Il Pescara cambia, il Benevento no

Zauri corregge anche il modulo. Inzaghi ha i giocatori contati in difesa, ma non muta niente

Benevento.  

Quando le cose non vanno come si vorrebbe, si cercano le più svariate soluzioni per uscire dalle pastoie delle negatività. Luciano Zauri siede su una panchina che già scotta tanto ed è legittimo che provi l'ennesimo ribaltone nell'ambito del suo schieramento. Così, al di là di comunicazioni che arriveranno solo prima della partita, si può già dire che il Pescara muterà pelle rispetto a quello che ha giocato l'ultima partita contro lo Spezia. Cambia, ed è un ritorno all'antico, anche il modulo di gioco: non più 3-5-2, ma 4-3-2-1, un “albero di Natale” che passa attraverso la scelta di giocatori di gamba e il momentaneo accantonamento di qualche colonna portante che mostra i segni del tempo. Dovrebbero infatti rimanere fuori Hugo Campagnaro e l'ex Cittadella Drudi, oltre che il giovane Zappa (proprietà dell'Inter) e far posto all'enfant prodige Bettella (dell'Atalanta), all'esterno Ciofani (fratello del cremonese Daniel) e al regista Palmiero, proprietà del Napoli. Novità sostanziali con una difesa formata da Ciofani, Bettella, Scognamiglio e Masciangelo, da un centrocampo muscolare con Memushaj, Palmiero e Busellato, con Galano e Machin dietro l'unica punta che dovrebbe essere l'ex aretino Brunori, ma che potrebbe anche essere il “millennial” Gennaro Borrelli, un gioiello del vivaio pescarese, un ragazzone di un metro e 94 che Zauri ha avuto con sé l'anno scorso nella Primavera. 

Messo alle strette, il tecnico di Pescina vuole giocarsela a modo “suo”, col “suo” sistema di gioco e magari anche con qualche “suo” pupillo.

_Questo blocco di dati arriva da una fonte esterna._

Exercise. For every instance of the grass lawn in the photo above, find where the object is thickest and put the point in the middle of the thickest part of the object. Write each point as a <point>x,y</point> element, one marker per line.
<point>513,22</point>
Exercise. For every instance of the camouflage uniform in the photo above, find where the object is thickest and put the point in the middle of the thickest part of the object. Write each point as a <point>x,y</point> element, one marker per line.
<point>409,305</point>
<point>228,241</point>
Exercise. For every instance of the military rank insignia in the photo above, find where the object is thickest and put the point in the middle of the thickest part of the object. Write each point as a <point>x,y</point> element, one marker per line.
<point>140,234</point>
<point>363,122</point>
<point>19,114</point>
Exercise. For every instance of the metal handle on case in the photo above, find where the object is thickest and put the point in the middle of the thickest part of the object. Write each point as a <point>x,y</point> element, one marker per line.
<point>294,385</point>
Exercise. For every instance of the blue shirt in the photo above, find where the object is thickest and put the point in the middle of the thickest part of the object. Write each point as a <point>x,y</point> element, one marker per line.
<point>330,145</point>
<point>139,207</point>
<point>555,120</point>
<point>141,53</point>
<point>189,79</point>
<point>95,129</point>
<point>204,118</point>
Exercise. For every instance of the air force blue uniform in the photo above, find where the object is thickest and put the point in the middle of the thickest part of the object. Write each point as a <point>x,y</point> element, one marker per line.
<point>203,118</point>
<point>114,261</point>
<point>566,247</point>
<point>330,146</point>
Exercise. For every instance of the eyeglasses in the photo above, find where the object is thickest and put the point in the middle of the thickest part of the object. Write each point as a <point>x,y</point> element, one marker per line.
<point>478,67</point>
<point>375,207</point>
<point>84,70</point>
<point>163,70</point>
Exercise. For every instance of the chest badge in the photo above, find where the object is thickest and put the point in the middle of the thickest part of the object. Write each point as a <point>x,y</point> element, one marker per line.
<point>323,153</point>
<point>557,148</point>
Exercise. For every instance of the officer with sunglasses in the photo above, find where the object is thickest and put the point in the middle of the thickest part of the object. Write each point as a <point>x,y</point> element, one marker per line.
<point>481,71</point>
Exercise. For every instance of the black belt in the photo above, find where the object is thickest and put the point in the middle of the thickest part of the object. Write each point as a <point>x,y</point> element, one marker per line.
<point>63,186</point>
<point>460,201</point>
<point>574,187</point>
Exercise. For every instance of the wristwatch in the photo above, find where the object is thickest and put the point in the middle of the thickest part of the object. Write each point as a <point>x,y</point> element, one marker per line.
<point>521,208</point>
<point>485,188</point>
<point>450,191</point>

Il Benevento sa che si ritroverà di fronte una squadra che vuole assolutamente raddrizzare la prua: inzaghi ha lasciato un po' di titolari in città, da Volta ad Antei, da Tello a Kragl. Non è il massimo della buona sorte: quattro assenze, due difensori centrali e due esterni di centrocampo, quasi a voler minare solo quei due reparti. Al di là di un paventato utilizzo di tre centrocampoisti al centro (ma Schiattarella ha ammesso candidamente che non è mai stato provato uno schieramento così), sembra più che possibile che tutto rimanga invariato, con Insigne a destra, Improta a sinistra e Hetemaj e Viola al centro. Ci sarà da combattere parecchio proprio lì in mezzo, dove il Pescara promette di fare grande densità coi vari Memushaj, Palmiero, Busellato, Machin e dove ci sarà da scavalcare spesso la linea “maginot” di Zauri. La strega ha dalla sua un morale a mille e la spinta di quei 1.300 che arriveranno in Abruzzo per non farla sentire sola. E' una partita insidiosa quella dell'Adriatico, ma l'Inzaghi band ha tutte le armi per uscirne ancora una volta senza danni.